La seconde colonne emprunte la route littorale, soutenue par l’aviation et la marine. Elle arrive le 19 août à La Napoule qu’elle ne libère que le 23 août en raison de la résistance des Allemands solidement installés sur le massif du Tanneron. Des négociations ont lieu le 23 août entre la Résistance et la Wehrmacht à CannesNote 3 pour limiter les destructions. Les Allemands acceptent de décrocher sans mener les destructions prévues. Ils partent le 24 août à 2 heures du matin. Beaucoup d’enrôlés de force (Polonais, Tchèques, Roumains) et de soldats allemands se rendent. Prévenus par les FFI, les Américains arrivent à 15 heures 15 à Cannes. Ils poursuivent jusqu’à Antibes libérée à 19 heures. Les Allemands continuent de décrocher non sans mener des combats retardateurs et abandonnent Cagnes-sur-Mer. Le 27 août, vers 18 heures, les premiers chars américains arrivent à Saint-Laurent-du-Var. Deux FFI, Gabriel Abonnel et Jean Clément Ledieu, sont tués par un nid de mitrailleuse allemande au centre-ville dans les derniers accrochages5,6.

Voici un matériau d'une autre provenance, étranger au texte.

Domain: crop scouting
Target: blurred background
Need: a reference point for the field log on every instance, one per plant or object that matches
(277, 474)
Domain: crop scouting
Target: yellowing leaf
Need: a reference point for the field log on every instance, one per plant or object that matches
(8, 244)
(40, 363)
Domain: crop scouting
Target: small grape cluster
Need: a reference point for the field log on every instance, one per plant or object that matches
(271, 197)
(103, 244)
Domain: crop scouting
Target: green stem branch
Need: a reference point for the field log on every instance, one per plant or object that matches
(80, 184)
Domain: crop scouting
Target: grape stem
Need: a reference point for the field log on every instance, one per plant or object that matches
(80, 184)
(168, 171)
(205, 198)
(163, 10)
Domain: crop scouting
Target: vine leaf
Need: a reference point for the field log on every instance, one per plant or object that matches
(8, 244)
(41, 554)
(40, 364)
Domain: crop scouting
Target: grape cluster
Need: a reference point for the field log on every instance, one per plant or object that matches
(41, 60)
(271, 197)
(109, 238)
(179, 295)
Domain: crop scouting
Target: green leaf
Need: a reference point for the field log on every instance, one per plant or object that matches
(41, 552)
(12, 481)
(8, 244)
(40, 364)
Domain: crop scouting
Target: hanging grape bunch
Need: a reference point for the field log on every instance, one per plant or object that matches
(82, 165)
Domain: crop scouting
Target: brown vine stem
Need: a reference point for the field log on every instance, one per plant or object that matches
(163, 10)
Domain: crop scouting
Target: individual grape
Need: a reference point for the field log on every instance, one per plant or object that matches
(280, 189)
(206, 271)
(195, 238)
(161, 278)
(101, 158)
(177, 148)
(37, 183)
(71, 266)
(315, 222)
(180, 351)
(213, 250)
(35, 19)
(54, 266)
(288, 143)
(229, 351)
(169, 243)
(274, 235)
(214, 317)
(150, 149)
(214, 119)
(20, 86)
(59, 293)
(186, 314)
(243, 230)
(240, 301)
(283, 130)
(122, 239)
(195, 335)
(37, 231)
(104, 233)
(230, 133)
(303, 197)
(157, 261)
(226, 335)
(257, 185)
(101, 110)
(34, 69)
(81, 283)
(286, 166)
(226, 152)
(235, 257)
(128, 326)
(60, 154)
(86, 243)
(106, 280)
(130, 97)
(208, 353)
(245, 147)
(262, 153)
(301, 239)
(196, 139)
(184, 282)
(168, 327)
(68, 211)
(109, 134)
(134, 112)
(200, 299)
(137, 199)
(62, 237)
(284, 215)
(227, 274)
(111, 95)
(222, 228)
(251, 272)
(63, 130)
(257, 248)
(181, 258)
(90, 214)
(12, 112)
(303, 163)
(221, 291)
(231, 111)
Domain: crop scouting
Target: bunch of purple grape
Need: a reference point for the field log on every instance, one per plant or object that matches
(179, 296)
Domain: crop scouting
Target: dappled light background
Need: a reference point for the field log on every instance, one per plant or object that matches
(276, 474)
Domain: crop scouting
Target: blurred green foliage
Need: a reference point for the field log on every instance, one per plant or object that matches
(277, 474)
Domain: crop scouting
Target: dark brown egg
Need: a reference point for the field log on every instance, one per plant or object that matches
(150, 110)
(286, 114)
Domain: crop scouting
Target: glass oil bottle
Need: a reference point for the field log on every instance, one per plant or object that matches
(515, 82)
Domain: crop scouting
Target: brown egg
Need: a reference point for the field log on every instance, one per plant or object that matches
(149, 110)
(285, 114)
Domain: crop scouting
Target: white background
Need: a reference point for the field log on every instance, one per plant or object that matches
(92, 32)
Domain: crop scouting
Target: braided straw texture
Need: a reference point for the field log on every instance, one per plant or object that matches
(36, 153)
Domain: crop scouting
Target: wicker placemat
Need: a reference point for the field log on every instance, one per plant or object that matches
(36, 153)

Le climat insurrectionnel à Nice
À Nice, touchée par une forte vague de chaleur, un climat insurrectionnel s’est installé.
De nombreux Niçois veulent en effet se débarrasser de la présence allemande et venger leurs morts. La population est d’ailleurs encore sous le choc des récentes exactions allemandes.

Le 10 juin, treize résistants ont été sélectionnés dans le quartier allemand de la maison d’arrêt de Nice pour être exécutés dans des représailles. Parmi ces résistants figurent quatre jeunes Niçois, membres d’un groupe de résistants du Lycée Masséna arrêtés avec Jacques Adam le 9 juin 1944 en revenant du maquis du Férion près de Levens. Les résistants Pierre Appolin et Joseph Graffino sont exécutés sur la route le 10 juin à Bar-sur-Loup en représailles de l’attentat qui a coûté la vie au consul fasciste républicain d’Antibes le 17 mars 1944. Les onze autres (dont les quatre lycéens et Jacques Adam) sont exécutés à Saint-Julien-du-Verdon le 11 juin en représailles des actions des maquisards FTPF.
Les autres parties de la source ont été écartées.